How can I read the file without increasing the memory for JVM and avoiding the OutOfMemory exception? Is there any way to read objects from the file, not keeping anything else in the memory?

Kakofonn
  • 73
  • 2
  • 11
  • 3
    It's simple physics: Bigger files will require more memory. There's no magic out there. Your files do not contain objects - they contain bytes that are mapped to strings that are mapped to objects. – duffymo Aug 28 '17 at 12:36
  • If you can sort data in to maps while you are reading the main file, you can use BufferReader to read file by lines and then use PrintWriter to append data to the file that already exist or create new one. – Jure Aug 28 '17 at 12:36
  • If file are too big have no choice but store them on the F.S. Read that: https://commons.apache.org/proper/commons-jcs/ – Stefano R. Aug 28 '17 at 12:37
  • (1) An embedded database like h2 could be a solution. Maybe with JPA/OMR like eclipseLink. Just as easy with java objects. (2) Repeated values could be cached, so repeated String values will use the same Striing object. – Joop Eggen Aug 28 '17 at 12:58
  • these link might be useful https://stackoverflow.com/questions/1605332/java-nio-filechannel-versus-fileoutputstream-performance-usefulness https://stackoverflow.com/questions/2356137/read-large-files-in-java – Akhil S Kamath Aug 28 '17 at 13:11

1 Answers1

2

When reading big files, parsing objects and keeping them in memory there are several solutions with several tradeoffs:

  1. You can fit all parsed objects into memory for that app deployed on one server. It either requires to store all objects in very zipped way, for example using byte or integer to store 2 numbers or some kind of shifting in other data structures. In other words fitting all objects in possible minimum space. Or increase memory for that server(scale vertically)

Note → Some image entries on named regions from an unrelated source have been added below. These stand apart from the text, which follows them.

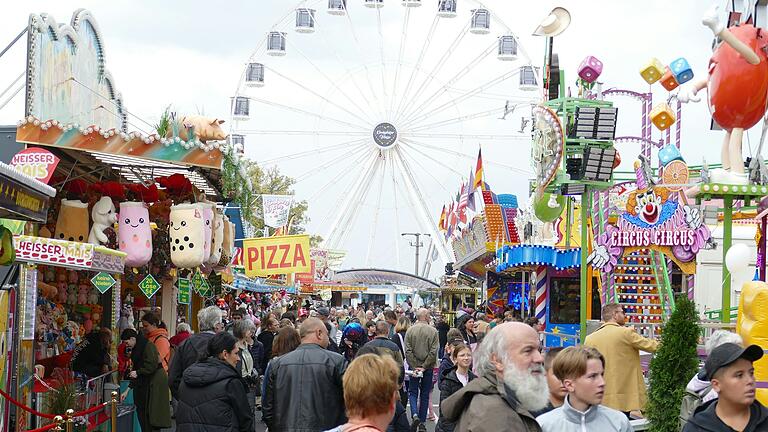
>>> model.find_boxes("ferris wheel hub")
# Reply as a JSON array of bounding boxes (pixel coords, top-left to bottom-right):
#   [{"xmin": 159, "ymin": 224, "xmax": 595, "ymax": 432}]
[{"xmin": 373, "ymin": 122, "xmax": 397, "ymax": 149}]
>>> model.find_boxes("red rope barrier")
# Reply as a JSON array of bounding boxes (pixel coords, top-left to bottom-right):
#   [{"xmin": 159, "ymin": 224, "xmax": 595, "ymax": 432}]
[
  {"xmin": 26, "ymin": 423, "xmax": 57, "ymax": 432},
  {"xmin": 0, "ymin": 390, "xmax": 56, "ymax": 418}
]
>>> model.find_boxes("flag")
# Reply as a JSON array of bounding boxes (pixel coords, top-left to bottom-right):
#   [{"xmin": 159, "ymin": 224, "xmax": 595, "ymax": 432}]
[
  {"xmin": 472, "ymin": 149, "xmax": 485, "ymax": 190},
  {"xmin": 467, "ymin": 168, "xmax": 477, "ymax": 211}
]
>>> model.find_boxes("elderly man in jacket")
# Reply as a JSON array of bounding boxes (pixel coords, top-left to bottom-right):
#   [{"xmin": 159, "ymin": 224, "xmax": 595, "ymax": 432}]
[
  {"xmin": 168, "ymin": 306, "xmax": 223, "ymax": 399},
  {"xmin": 405, "ymin": 308, "xmax": 438, "ymax": 431},
  {"xmin": 584, "ymin": 303, "xmax": 659, "ymax": 417},
  {"xmin": 262, "ymin": 318, "xmax": 347, "ymax": 432},
  {"xmin": 441, "ymin": 322, "xmax": 549, "ymax": 432}
]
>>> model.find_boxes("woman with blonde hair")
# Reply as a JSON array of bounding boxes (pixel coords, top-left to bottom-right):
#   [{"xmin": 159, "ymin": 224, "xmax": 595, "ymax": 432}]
[{"xmin": 324, "ymin": 354, "xmax": 400, "ymax": 432}]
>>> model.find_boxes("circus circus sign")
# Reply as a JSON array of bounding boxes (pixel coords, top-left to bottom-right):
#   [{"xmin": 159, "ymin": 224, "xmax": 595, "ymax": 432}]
[{"xmin": 589, "ymin": 186, "xmax": 711, "ymax": 274}]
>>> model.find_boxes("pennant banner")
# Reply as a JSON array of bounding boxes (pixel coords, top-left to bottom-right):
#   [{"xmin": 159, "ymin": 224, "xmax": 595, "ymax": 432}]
[{"xmin": 261, "ymin": 195, "xmax": 293, "ymax": 228}]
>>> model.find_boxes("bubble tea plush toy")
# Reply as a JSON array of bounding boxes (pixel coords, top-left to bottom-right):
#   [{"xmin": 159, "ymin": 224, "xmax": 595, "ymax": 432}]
[
  {"xmin": 117, "ymin": 201, "xmax": 152, "ymax": 267},
  {"xmin": 169, "ymin": 204, "xmax": 205, "ymax": 269}
]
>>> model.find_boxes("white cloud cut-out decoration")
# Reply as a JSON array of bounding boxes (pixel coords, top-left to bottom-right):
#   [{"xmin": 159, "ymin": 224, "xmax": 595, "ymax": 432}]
[{"xmin": 26, "ymin": 9, "xmax": 127, "ymax": 131}]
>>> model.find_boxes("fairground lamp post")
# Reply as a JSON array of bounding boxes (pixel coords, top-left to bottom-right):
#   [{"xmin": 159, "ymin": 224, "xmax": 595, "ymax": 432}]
[{"xmin": 401, "ymin": 233, "xmax": 432, "ymax": 276}]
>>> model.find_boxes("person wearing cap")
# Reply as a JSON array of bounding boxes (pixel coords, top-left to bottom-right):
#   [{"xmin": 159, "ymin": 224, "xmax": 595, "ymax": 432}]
[
  {"xmin": 584, "ymin": 303, "xmax": 659, "ymax": 417},
  {"xmin": 683, "ymin": 343, "xmax": 768, "ymax": 432}
]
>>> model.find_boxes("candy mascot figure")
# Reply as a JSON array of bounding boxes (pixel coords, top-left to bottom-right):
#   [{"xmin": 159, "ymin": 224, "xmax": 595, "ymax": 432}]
[{"xmin": 677, "ymin": 6, "xmax": 768, "ymax": 185}]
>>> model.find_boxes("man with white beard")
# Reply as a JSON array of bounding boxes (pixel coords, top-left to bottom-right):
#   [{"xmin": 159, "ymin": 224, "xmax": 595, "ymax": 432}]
[{"xmin": 441, "ymin": 322, "xmax": 549, "ymax": 432}]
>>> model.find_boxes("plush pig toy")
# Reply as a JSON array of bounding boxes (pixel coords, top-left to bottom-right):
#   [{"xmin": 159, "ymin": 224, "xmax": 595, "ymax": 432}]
[
  {"xmin": 169, "ymin": 204, "xmax": 205, "ymax": 269},
  {"xmin": 53, "ymin": 199, "xmax": 88, "ymax": 242},
  {"xmin": 208, "ymin": 210, "xmax": 224, "ymax": 265},
  {"xmin": 166, "ymin": 115, "xmax": 227, "ymax": 142},
  {"xmin": 117, "ymin": 201, "xmax": 152, "ymax": 267},
  {"xmin": 88, "ymin": 196, "xmax": 117, "ymax": 245}
]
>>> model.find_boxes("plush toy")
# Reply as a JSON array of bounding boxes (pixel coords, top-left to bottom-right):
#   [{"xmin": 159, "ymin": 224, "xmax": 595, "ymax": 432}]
[
  {"xmin": 166, "ymin": 115, "xmax": 227, "ymax": 142},
  {"xmin": 169, "ymin": 204, "xmax": 205, "ymax": 269},
  {"xmin": 53, "ymin": 199, "xmax": 88, "ymax": 242},
  {"xmin": 77, "ymin": 284, "xmax": 88, "ymax": 304},
  {"xmin": 200, "ymin": 202, "xmax": 215, "ymax": 263},
  {"xmin": 88, "ymin": 287, "xmax": 101, "ymax": 304},
  {"xmin": 117, "ymin": 201, "xmax": 152, "ymax": 267},
  {"xmin": 208, "ymin": 210, "xmax": 224, "ymax": 265},
  {"xmin": 88, "ymin": 196, "xmax": 117, "ymax": 245},
  {"xmin": 67, "ymin": 284, "xmax": 77, "ymax": 305}
]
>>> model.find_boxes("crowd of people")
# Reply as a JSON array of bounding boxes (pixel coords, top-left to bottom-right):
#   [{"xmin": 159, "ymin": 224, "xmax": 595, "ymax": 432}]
[{"xmin": 106, "ymin": 304, "xmax": 768, "ymax": 432}]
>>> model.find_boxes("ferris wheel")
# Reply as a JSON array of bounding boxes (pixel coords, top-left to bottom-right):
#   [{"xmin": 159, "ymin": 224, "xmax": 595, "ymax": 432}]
[{"xmin": 230, "ymin": 0, "xmax": 542, "ymax": 267}]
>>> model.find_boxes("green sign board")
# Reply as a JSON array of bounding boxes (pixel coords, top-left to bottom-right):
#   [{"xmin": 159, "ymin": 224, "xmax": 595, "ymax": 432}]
[
  {"xmin": 177, "ymin": 278, "xmax": 191, "ymax": 304},
  {"xmin": 139, "ymin": 275, "xmax": 160, "ymax": 298},
  {"xmin": 192, "ymin": 271, "xmax": 211, "ymax": 297},
  {"xmin": 91, "ymin": 272, "xmax": 117, "ymax": 294}
]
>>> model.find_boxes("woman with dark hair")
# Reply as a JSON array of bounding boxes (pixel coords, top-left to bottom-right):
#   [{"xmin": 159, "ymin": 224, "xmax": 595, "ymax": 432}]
[
  {"xmin": 176, "ymin": 332, "xmax": 254, "ymax": 432},
  {"xmin": 120, "ymin": 329, "xmax": 171, "ymax": 432}
]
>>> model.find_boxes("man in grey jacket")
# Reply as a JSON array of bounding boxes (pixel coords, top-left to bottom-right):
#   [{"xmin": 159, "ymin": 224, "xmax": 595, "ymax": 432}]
[
  {"xmin": 405, "ymin": 308, "xmax": 438, "ymax": 431},
  {"xmin": 536, "ymin": 346, "xmax": 632, "ymax": 432}
]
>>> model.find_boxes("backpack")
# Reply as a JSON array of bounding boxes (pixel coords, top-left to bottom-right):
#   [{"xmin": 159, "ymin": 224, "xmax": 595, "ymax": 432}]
[{"xmin": 680, "ymin": 384, "xmax": 712, "ymax": 430}]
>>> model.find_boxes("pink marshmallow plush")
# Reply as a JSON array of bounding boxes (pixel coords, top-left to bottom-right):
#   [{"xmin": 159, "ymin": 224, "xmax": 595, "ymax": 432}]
[{"xmin": 117, "ymin": 201, "xmax": 152, "ymax": 267}]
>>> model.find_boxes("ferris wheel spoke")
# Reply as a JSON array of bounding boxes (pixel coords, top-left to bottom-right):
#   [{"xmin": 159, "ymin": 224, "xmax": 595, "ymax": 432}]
[
  {"xmin": 259, "ymin": 138, "xmax": 368, "ymax": 166},
  {"xmin": 289, "ymin": 38, "xmax": 376, "ymax": 123},
  {"xmin": 395, "ymin": 148, "xmax": 451, "ymax": 262},
  {"xmin": 248, "ymin": 96, "xmax": 369, "ymax": 131},
  {"xmin": 395, "ymin": 16, "xmax": 471, "ymax": 122},
  {"xmin": 403, "ymin": 42, "xmax": 496, "ymax": 124},
  {"xmin": 309, "ymin": 147, "xmax": 376, "ymax": 201},
  {"xmin": 403, "ymin": 139, "xmax": 533, "ymax": 175},
  {"xmin": 317, "ymin": 17, "xmax": 376, "ymax": 123},
  {"xmin": 294, "ymin": 144, "xmax": 366, "ymax": 184},
  {"xmin": 328, "ymin": 151, "xmax": 380, "ymax": 249},
  {"xmin": 395, "ymin": 15, "xmax": 440, "ymax": 120},
  {"xmin": 389, "ymin": 8, "xmax": 411, "ymax": 118},
  {"xmin": 402, "ymin": 146, "xmax": 451, "ymax": 195},
  {"xmin": 376, "ymin": 8, "xmax": 390, "ymax": 114},
  {"xmin": 264, "ymin": 66, "xmax": 371, "ymax": 124},
  {"xmin": 403, "ymin": 69, "xmax": 520, "ymax": 128},
  {"xmin": 365, "ymin": 154, "xmax": 387, "ymax": 266},
  {"xmin": 402, "ymin": 107, "xmax": 504, "ymax": 132},
  {"xmin": 400, "ymin": 138, "xmax": 464, "ymax": 177},
  {"xmin": 344, "ymin": 9, "xmax": 384, "ymax": 118}
]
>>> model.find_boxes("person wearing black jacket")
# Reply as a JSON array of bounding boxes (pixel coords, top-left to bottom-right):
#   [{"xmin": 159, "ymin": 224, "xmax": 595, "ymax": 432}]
[
  {"xmin": 683, "ymin": 343, "xmax": 768, "ymax": 432},
  {"xmin": 176, "ymin": 332, "xmax": 254, "ymax": 432},
  {"xmin": 168, "ymin": 306, "xmax": 221, "ymax": 399},
  {"xmin": 262, "ymin": 318, "xmax": 347, "ymax": 432},
  {"xmin": 435, "ymin": 344, "xmax": 477, "ymax": 432}
]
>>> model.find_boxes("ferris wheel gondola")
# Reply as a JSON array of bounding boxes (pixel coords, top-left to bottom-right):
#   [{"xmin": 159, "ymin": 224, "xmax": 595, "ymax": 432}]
[{"xmin": 231, "ymin": 0, "xmax": 542, "ymax": 270}]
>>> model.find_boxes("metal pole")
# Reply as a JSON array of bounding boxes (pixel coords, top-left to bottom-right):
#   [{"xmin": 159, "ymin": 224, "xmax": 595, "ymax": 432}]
[
  {"xmin": 0, "ymin": 27, "xmax": 28, "ymax": 57},
  {"xmin": 111, "ymin": 392, "xmax": 117, "ymax": 432},
  {"xmin": 720, "ymin": 195, "xmax": 733, "ymax": 323},
  {"xmin": 579, "ymin": 186, "xmax": 592, "ymax": 343}
]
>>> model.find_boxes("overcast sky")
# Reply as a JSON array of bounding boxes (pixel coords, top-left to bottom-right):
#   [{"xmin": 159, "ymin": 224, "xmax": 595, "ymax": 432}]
[{"xmin": 0, "ymin": 0, "xmax": 744, "ymax": 275}]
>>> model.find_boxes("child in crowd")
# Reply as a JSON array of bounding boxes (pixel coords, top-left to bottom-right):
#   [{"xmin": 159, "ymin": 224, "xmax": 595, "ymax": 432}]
[{"xmin": 536, "ymin": 346, "xmax": 632, "ymax": 432}]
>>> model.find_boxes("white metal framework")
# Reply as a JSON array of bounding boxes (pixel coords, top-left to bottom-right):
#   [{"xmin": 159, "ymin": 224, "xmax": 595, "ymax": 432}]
[{"xmin": 230, "ymin": 0, "xmax": 542, "ymax": 268}]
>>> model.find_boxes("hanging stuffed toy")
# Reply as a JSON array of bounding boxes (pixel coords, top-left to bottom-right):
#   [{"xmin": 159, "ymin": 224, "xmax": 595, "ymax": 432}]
[
  {"xmin": 219, "ymin": 215, "xmax": 235, "ymax": 266},
  {"xmin": 208, "ymin": 210, "xmax": 224, "ymax": 265},
  {"xmin": 169, "ymin": 204, "xmax": 205, "ymax": 269},
  {"xmin": 88, "ymin": 196, "xmax": 117, "ymax": 245},
  {"xmin": 117, "ymin": 201, "xmax": 152, "ymax": 267},
  {"xmin": 200, "ymin": 202, "xmax": 215, "ymax": 262},
  {"xmin": 53, "ymin": 199, "xmax": 88, "ymax": 242}
]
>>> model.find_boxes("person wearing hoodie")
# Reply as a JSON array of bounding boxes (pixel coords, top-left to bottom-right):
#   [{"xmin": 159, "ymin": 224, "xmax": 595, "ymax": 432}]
[
  {"xmin": 536, "ymin": 346, "xmax": 632, "ymax": 432},
  {"xmin": 683, "ymin": 343, "xmax": 768, "ymax": 432},
  {"xmin": 435, "ymin": 343, "xmax": 477, "ymax": 432},
  {"xmin": 176, "ymin": 332, "xmax": 254, "ymax": 432},
  {"xmin": 120, "ymin": 328, "xmax": 171, "ymax": 432},
  {"xmin": 141, "ymin": 312, "xmax": 171, "ymax": 373}
]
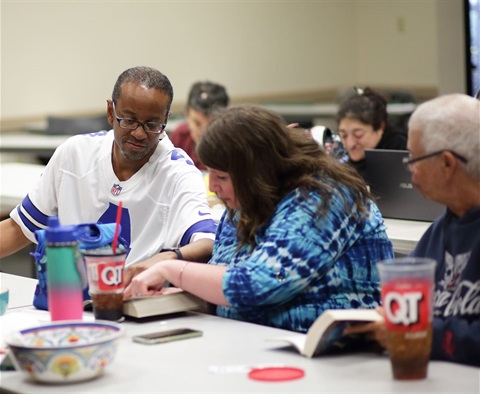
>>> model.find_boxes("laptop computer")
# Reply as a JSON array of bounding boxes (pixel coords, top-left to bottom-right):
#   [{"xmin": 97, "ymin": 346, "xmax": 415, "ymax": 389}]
[{"xmin": 365, "ymin": 149, "xmax": 445, "ymax": 222}]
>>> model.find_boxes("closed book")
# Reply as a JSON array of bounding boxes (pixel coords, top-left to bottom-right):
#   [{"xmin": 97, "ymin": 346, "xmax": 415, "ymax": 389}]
[
  {"xmin": 123, "ymin": 290, "xmax": 211, "ymax": 318},
  {"xmin": 268, "ymin": 309, "xmax": 383, "ymax": 358}
]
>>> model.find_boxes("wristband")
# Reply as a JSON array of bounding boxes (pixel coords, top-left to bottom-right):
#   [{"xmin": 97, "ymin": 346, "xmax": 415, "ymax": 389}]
[{"xmin": 172, "ymin": 248, "xmax": 183, "ymax": 260}]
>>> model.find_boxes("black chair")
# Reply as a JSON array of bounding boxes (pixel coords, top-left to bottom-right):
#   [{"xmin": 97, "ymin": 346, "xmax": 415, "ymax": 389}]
[{"xmin": 45, "ymin": 115, "xmax": 111, "ymax": 135}]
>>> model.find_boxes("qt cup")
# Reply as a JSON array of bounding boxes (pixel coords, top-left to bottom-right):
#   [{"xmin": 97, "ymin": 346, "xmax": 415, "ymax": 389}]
[
  {"xmin": 82, "ymin": 248, "xmax": 126, "ymax": 321},
  {"xmin": 377, "ymin": 257, "xmax": 436, "ymax": 380}
]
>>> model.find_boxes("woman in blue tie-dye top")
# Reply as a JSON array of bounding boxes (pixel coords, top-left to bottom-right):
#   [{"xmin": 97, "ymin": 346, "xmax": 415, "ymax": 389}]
[{"xmin": 125, "ymin": 106, "xmax": 393, "ymax": 332}]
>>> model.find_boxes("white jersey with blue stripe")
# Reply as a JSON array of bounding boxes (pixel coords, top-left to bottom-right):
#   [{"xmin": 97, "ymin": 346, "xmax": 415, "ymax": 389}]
[{"xmin": 10, "ymin": 130, "xmax": 216, "ymax": 265}]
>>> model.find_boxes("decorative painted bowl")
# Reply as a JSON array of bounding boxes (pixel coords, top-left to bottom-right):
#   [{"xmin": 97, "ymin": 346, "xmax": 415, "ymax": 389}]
[
  {"xmin": 6, "ymin": 321, "xmax": 123, "ymax": 383},
  {"xmin": 0, "ymin": 287, "xmax": 9, "ymax": 316}
]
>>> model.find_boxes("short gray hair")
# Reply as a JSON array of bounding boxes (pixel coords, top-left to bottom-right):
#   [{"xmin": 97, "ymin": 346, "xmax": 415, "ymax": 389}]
[
  {"xmin": 408, "ymin": 93, "xmax": 480, "ymax": 180},
  {"xmin": 112, "ymin": 66, "xmax": 173, "ymax": 113}
]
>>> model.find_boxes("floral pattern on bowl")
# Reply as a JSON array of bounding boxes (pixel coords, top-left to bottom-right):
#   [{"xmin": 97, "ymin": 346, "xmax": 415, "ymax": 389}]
[{"xmin": 7, "ymin": 321, "xmax": 122, "ymax": 383}]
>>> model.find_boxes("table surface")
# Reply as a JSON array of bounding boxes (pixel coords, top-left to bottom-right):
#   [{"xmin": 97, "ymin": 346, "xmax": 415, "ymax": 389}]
[
  {"xmin": 384, "ymin": 218, "xmax": 432, "ymax": 254},
  {"xmin": 0, "ymin": 274, "xmax": 480, "ymax": 394}
]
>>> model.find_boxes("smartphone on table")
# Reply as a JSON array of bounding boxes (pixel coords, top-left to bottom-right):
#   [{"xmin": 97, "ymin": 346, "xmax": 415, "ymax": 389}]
[{"xmin": 132, "ymin": 328, "xmax": 203, "ymax": 345}]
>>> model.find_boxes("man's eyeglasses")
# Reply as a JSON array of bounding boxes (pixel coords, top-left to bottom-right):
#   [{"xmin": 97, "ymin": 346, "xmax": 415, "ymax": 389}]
[
  {"xmin": 112, "ymin": 101, "xmax": 166, "ymax": 134},
  {"xmin": 402, "ymin": 149, "xmax": 468, "ymax": 171}
]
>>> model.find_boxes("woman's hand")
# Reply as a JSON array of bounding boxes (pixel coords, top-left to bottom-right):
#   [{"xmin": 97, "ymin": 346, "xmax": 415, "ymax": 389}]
[
  {"xmin": 343, "ymin": 307, "xmax": 387, "ymax": 348},
  {"xmin": 123, "ymin": 262, "xmax": 165, "ymax": 300}
]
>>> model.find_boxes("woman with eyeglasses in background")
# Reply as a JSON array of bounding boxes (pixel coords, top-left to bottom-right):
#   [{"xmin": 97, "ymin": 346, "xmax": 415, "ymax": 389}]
[{"xmin": 336, "ymin": 87, "xmax": 407, "ymax": 178}]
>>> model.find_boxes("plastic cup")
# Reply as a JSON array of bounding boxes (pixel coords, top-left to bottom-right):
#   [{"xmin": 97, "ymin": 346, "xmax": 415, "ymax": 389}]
[
  {"xmin": 377, "ymin": 257, "xmax": 436, "ymax": 380},
  {"xmin": 82, "ymin": 248, "xmax": 126, "ymax": 321},
  {"xmin": 0, "ymin": 287, "xmax": 10, "ymax": 316}
]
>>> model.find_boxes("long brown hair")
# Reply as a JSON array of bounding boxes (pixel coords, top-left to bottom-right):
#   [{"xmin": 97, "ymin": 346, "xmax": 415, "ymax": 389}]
[{"xmin": 197, "ymin": 105, "xmax": 370, "ymax": 247}]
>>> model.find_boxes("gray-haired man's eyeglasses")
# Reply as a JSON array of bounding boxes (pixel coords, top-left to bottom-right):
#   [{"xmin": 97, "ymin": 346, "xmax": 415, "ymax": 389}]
[
  {"xmin": 112, "ymin": 101, "xmax": 166, "ymax": 134},
  {"xmin": 402, "ymin": 149, "xmax": 468, "ymax": 171}
]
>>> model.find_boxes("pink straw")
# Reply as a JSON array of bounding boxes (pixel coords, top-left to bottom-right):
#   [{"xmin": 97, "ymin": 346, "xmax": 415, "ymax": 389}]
[{"xmin": 112, "ymin": 201, "xmax": 122, "ymax": 253}]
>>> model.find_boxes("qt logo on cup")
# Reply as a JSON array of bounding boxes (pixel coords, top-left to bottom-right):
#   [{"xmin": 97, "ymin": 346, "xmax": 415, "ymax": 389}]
[
  {"xmin": 88, "ymin": 261, "xmax": 124, "ymax": 291},
  {"xmin": 382, "ymin": 280, "xmax": 432, "ymax": 331}
]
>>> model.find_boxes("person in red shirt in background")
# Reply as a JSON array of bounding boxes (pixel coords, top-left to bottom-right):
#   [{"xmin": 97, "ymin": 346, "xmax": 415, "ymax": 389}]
[{"xmin": 169, "ymin": 81, "xmax": 230, "ymax": 171}]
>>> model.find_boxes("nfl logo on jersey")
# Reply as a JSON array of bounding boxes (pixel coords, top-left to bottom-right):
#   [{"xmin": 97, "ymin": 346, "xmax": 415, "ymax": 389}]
[{"xmin": 110, "ymin": 183, "xmax": 122, "ymax": 196}]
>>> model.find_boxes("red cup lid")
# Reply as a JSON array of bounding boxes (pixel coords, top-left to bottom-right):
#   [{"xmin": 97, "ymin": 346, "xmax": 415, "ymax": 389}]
[{"xmin": 248, "ymin": 367, "xmax": 305, "ymax": 382}]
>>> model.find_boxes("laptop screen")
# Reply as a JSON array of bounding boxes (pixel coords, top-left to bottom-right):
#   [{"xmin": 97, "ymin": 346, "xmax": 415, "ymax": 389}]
[{"xmin": 365, "ymin": 149, "xmax": 445, "ymax": 221}]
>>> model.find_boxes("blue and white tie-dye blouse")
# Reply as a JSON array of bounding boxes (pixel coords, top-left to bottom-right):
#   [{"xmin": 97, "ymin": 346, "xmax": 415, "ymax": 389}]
[{"xmin": 209, "ymin": 183, "xmax": 393, "ymax": 332}]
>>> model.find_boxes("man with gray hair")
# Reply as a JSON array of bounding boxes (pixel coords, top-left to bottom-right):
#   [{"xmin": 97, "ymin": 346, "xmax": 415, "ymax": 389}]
[{"xmin": 346, "ymin": 94, "xmax": 480, "ymax": 366}]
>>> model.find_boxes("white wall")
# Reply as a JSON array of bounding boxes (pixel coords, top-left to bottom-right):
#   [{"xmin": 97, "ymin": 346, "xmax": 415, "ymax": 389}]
[{"xmin": 0, "ymin": 0, "xmax": 461, "ymax": 123}]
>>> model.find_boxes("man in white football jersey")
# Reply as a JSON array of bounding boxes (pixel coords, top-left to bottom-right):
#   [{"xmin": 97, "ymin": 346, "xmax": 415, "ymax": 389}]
[{"xmin": 0, "ymin": 67, "xmax": 216, "ymax": 274}]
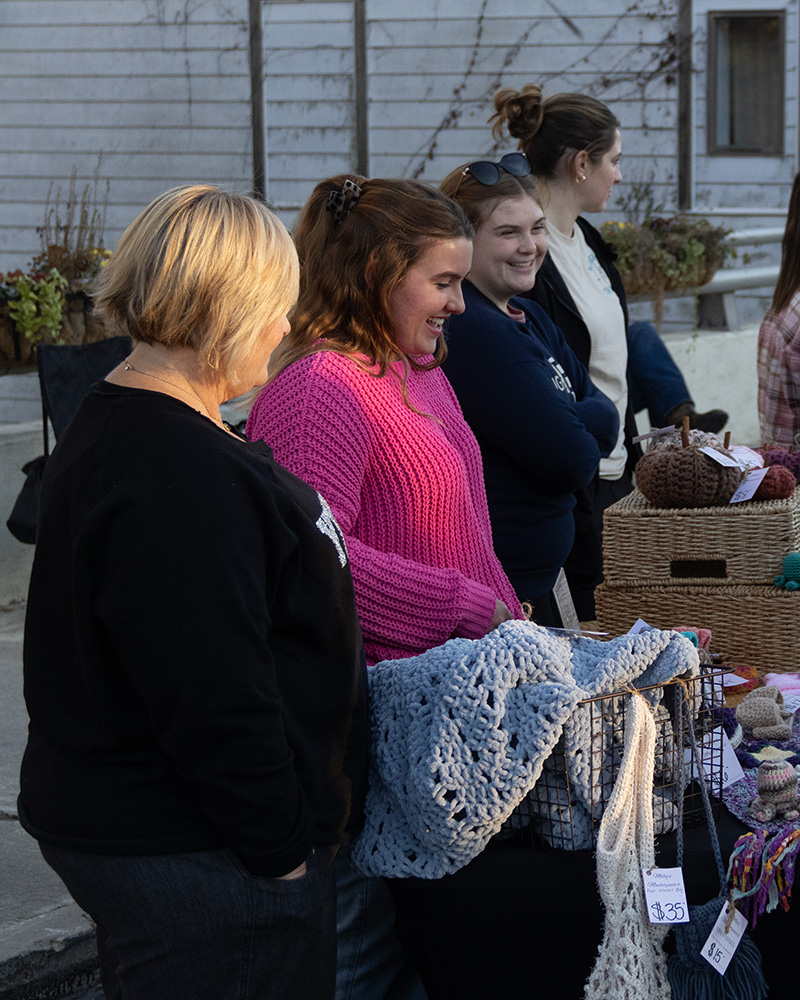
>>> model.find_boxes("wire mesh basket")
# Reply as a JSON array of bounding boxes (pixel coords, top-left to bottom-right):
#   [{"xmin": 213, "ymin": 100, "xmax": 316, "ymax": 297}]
[{"xmin": 501, "ymin": 668, "xmax": 728, "ymax": 851}]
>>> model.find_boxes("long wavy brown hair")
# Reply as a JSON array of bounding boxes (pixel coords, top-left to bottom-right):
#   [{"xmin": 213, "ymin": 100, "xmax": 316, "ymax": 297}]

    a) However reading the files can take too much memory, so you have to read them in chunks. For example this is what I was doing with json files:

    JsonReader reader = new JsonReader(new InputStreamReader(in, "UTF-8"));
        if (reader.hasNext()) {
            reader.beginObject();
            String name = reader.nextName();
    
            if ("content".equals(name)) {
                reader.beginArray();
    
                parseContentJsonArray(reader, name2ContentMap);
    
                reader.endArray();
            }
            name = reader.nextName();
            if ("ad".equals(name)) {
                reader.beginArray();
    
                parsePrerollJsonArray(reader, prerollMap);
    
                reader.endArray();
            }
        }
    

    The idea is to have a way to identify when certain object starts and ends and read only that part.

    b) You can also split files to smaller ones at the source if you can, then it will be easier to read them.

  2. You can't fit all parsed objects for that app on one server. In this case you have to shard based on some object property. For example split data based on US state into multiple servers.

Hopefully it helps in your solution.